Ray’s been back in a couple of times recently. When he arrives the front of house team find him and his dopey black lab a quiet seat out on the maelstrom that is our waiting room, and instead of the usual summoning by bells I actually get up and prowl the corridors to fetch them. Only the time before last there he was on his own.
The last time that happened it was because “Rockstar-dog” his first and dare I say prettier guide dog had succumbed to a coronary at the relatively spry age of ten. Since then he’s had “Dopey-dog”, who has been a faithful, if far more docile companion. So, with grim inevitability, I plant a size nine boot firmly in mouth by enquiring “What, no Rockstar-dog today?” Ray is of course far too much the gentleman to pull me up on my alarming faux pas, but gently says “No, Dopey-dog is out with my neighbour for a run...”
Our consultation runs its course, he’s actually looking better now than last summer when he was experiencing problems with his meds, and as we finish and I’m walking him back to the pharmacy, we return to the subject of the absent Dopey. Apparently the neighbour purloins him now and again to prowl the perimeter of the local golf course, seeking out strays. Stray golf balls that is. It turns out the neighbour is a devotee of the “good walk spoiled”.
Happily the quote stays firmly in my head, as Ray inquires if I play myself. I have to sheepishly admit I do not. I know it’s something of a cardinal sin for a chap of my tender years and noble profession not to play, but I never really saw the point. At my admission Rays face lights up in recollection—“You really should you know, it’s a great game. I used to love it, back before the arthritis got me.”

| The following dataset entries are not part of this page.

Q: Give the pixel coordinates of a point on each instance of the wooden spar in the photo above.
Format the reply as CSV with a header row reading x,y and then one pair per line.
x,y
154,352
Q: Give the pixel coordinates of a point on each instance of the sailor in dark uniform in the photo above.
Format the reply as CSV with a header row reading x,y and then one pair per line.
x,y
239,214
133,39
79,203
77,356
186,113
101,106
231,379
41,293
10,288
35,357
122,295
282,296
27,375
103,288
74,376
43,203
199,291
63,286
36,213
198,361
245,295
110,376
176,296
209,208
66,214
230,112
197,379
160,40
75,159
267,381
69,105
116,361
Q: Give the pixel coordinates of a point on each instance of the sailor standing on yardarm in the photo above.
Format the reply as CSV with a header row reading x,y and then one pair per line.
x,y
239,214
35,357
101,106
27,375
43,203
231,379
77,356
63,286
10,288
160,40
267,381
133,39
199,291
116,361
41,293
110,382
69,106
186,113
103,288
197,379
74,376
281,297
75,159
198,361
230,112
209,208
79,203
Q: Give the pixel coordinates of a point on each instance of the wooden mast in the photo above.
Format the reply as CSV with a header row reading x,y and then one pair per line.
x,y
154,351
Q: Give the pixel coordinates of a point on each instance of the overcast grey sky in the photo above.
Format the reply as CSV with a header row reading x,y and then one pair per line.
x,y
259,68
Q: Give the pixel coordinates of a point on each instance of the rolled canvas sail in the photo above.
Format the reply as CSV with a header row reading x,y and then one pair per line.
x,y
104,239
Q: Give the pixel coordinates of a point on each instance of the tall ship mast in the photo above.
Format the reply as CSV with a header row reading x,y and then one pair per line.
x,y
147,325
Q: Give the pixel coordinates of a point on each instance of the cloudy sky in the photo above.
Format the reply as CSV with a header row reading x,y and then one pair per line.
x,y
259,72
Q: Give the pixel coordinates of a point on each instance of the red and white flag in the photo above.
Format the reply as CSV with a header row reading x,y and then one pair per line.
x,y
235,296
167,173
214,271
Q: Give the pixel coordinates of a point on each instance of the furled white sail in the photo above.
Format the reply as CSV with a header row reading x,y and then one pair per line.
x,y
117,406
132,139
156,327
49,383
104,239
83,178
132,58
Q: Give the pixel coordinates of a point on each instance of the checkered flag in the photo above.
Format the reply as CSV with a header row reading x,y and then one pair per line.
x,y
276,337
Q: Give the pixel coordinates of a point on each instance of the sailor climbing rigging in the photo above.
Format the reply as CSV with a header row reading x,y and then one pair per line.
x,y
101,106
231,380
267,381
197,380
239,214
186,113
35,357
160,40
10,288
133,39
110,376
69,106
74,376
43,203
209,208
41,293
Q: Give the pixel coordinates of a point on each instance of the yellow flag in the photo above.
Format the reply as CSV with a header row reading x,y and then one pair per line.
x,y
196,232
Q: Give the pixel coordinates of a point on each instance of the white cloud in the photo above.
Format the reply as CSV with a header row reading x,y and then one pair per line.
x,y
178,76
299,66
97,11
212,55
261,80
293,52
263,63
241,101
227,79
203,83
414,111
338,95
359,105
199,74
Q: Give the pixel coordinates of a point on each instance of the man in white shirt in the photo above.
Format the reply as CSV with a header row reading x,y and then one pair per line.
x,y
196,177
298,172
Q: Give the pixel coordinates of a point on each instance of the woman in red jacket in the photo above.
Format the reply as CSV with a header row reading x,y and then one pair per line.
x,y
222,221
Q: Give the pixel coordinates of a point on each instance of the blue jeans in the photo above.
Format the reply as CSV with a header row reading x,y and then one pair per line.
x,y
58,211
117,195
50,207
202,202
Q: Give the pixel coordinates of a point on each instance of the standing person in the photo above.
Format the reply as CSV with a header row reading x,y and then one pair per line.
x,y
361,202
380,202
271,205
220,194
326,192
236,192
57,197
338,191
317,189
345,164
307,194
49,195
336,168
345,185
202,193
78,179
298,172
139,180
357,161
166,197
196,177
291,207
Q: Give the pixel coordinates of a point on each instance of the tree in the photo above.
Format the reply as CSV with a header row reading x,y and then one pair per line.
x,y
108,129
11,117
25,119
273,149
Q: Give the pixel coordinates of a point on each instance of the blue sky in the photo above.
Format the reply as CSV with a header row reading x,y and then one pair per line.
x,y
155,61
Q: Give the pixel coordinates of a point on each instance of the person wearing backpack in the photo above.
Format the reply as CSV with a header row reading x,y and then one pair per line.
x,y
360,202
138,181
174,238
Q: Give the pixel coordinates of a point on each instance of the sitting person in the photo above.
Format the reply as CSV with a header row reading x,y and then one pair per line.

Now Ray is almost to the day ten years my senior, and the arthritis well and truly got him a good three and a tad decades ago. Anything that sparks such an evidently joyful reaction on reminiscence can’t be all bad, can it? So now I’m beginning to wonder if I’m missing out on something. Not that I’m sure I’ve got the time for a new pursuit just now, but that’s another story.
And yes, Dopey-dog was back next visit, and still in need of guiding, by me, to my room, the room he’s been coming to four or five times a year for most of his adult life while he’s been “guiding” Ray. But it seems the both of them know their way around a golf course better than I’m ever likely to.